The place was colder than Hades when we arrived, and a whole week of running the wood stove continuously only warmed up the living room. A now wood stove was high on our priority list - the one we had was a lovely "antique" but it ate wood without apparently converting it to heat, so we felt that it was time to retire it and get in a new one.
Did you know (we didn't) that wood stoves now come with catalytic converters just like cars do - strange and wonderful. We did lots of research and decided that a super-duper emissions controlled woodstove would be just the thing for these cold winter nights. We decided that the original arrangement was a little inconvenient, and that it would be better recessed into the wall, to be precise into an old fireplace that we were convinced had been covered up, at least according to the marks on the wall.
Well, we got an enthusiastic young man in to start knocking into said surmised fireplace, and were very surprised when all he found was adobe bricks that had obviously been in place since before the ark. So, we decided that we wanted a fireplace anyway, so he and a couple of young helpers went to work with a will a few days later. This time he cut the plaster from the allotted area, and found a little hole some two feet off the ground. This turned out to open into a smallish niche with a chimney entrance, which of course invited more exploration. Unfortunately, he chose to prod at the stuff in the chimney while he had his face under it. First I knew was there was lots of shouting and yelling and coughing and choking, and he and his two young helpers staggered out of the black cloud that totally filled the living room and was following them out, like something out of an Edgar Allen Poe story.
Well, order was eventually restored but the clean up job took most of the rest of the day.

Lonnie sculpted a reasonable shape to the niche, added a little plasterboard and a lot of plaster. In fact the next visit got the whole wall replastered. We added some conduit beforehand so we can have outlets in that wall.

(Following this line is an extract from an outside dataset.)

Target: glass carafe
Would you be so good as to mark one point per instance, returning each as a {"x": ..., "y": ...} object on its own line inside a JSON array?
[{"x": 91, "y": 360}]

We then shoved the new stove into the vacant space and cobbled it into the chimney, where suffice it to say that it worked quite well
under the circumstances - i.e. very poor draw into a dirt tube full of highly flammable creosote and soot. Dangerous, but no way we could live without it as it was (and still is) the only source of heat in the whole house.

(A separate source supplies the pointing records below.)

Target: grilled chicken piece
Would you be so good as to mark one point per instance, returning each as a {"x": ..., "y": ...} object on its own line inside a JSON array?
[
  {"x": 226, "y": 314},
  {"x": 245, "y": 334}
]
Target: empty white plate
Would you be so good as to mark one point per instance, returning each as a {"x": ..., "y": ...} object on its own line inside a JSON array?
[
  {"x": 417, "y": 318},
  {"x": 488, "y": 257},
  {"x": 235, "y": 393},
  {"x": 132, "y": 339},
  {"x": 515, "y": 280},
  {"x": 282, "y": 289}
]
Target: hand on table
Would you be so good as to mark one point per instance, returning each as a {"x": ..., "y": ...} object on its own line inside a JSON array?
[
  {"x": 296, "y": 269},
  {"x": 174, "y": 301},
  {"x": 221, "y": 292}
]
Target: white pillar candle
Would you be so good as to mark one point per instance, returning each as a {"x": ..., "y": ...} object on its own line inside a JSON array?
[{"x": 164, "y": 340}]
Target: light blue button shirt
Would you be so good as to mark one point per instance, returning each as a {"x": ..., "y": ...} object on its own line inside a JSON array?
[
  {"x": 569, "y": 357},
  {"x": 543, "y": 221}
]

The kitchen stove was feeding into the same flue, not a good thing, so we disconnected it and plugged the hole with an aluminum pie plate.
More research and then stainless steel tubing was ordered, but bad weather, snow and gale force winds, kept the installers off the roof. So we bought rods and brushes, read the instructions, and swept the chimney from the bottom. More dirt and bad language! Meanwhile the expensive new top-of-the-line stove was perched on a makeshift support of bricks and 2x8s.

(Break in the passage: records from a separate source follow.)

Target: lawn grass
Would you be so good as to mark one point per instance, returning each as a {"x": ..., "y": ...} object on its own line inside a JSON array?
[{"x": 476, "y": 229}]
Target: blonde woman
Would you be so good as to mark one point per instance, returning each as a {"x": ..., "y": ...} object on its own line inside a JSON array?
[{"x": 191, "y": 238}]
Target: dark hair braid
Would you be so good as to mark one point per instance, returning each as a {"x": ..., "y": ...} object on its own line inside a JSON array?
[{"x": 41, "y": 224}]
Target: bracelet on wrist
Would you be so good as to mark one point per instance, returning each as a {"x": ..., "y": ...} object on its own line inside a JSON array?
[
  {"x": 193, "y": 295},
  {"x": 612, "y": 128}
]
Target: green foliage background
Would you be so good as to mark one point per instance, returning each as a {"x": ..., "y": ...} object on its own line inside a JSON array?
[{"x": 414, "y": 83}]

Back to Santa Fe and Albuquerque again to search for tile to line the niche and make a pad under the stove. We were doing alright until Shelley discovered the granite wasn't all that much more, and we ordered up a piece. Now we had to decide what we wanted and to detail the cutting instructions. With luck it would be ready for Christmas (we thought). Fat chance! We got delivery in March.
Lonnie cleaned the edges of the old hole and poured a concrete pad on top of the adobe support in the basement and built a wooden support on top of that. Then the large marble slab, the vertical slab and finally the small piece inside the niche was cut to fit and then the final plaster work to trim the whole thing.

Cheop's law states that all construction projects come in over due and over budget. It is unknown if he originated this or was quoting an earlier source. Whichever it still holds true, but the results were worth it in this case.